Cet argent a bien profité, mais pas forcément aux chômeurs en attente de formation. La gestion de cet organisme qui, comme Pôle emploi, fait partie de l’improbable "service public de l’emploi", a été pour le moins surprenante. Quand le directeur général de la boîte a été viré, on a appris que le développement d’un mirifique "plan stratégique" (qui aura coûté 8,7 millions d'euros, dont 4,9 millions pour "assistance à la direction générale"), avait poussé l’Afpa à se payer des cabinets spécialisés d'une performance rare, dont l’un aurait, selon la CGT, palpé en moyenne 25 000 euros par jour d’intervention. Le directeur général de ce fleuron du service public et son entourage proche auraient, toujours selon la CGT, bénéficié de petites gâteries : abonnement perso à l’association pour le rayonnement de l’opéra de Paris, à l’Automobile club de France, au forum francophone des affaires, de 3500 à 5900 euros chaque fois, et de très nombreuses voitures de fonction.

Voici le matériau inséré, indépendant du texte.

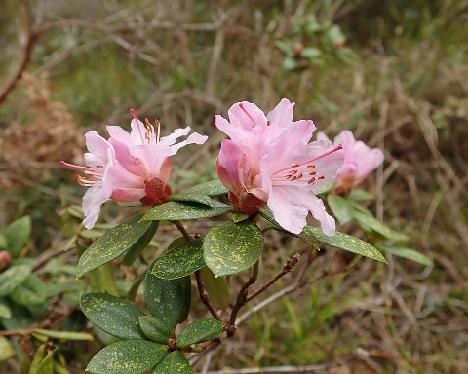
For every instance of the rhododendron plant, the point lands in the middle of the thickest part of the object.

C’est l’histoire d’un vieux modèle de service public, victime de la décentralisation, et d’une politique musclée de mise au garde-mites du gouvernement Sarko qui, comme chacun sait, avait une certaine vision de l’humanisme. En 2009, l’AFPA s’est retrouvé sur le marché concurrentiel de la formation. Auparavant, le petit mammouth émargeait sur le budget de l'État (1 milliard d’euros).

Train de vie

Les Ligériens sont généreux. Pendant qu'ils se serrent la ceinture, leur argent aura permis à quelques uns de se desserrer la ceinture de plusieurs crans. "Un train de vie supérieur à celui d’une multinationale", selon le nouveau PDG (c'est une association, mais il y a un pédégé, c'est comme ça!), qui dès son arrivée, a supprimé cartes de crédit, voitures et logements de fonction. En Pays de la Loire, durant ces trois dernières années, la stratégie sarkozyste a été menée d’une main de fer par des cadres supérieurs fortement investis. Ainsi, l’AFPA a été particulièrement aidée par une équipe d’experts en compta, comme Olivier Labat, ancien des commandos de marine, dont la légende voudrait qu’il ait été nageur de combat lors du coulage du Rainbow Warrior. La classe. Comme le changement, c'est maintenant, il y aura sans doute des évolutions de surface. Mais fins stratèges en eaux profondes, certains des fameux cadres ont conservé leur carte au PS, histoire de préserver l’avenir tout en appliquant leurs ordres. La technique du sous marin. Qu'on se rassure, Jacques Auxiette, big boss des Pays de la Loire, n'a pas le porte feuille étanche. Il va renflouer l'épave.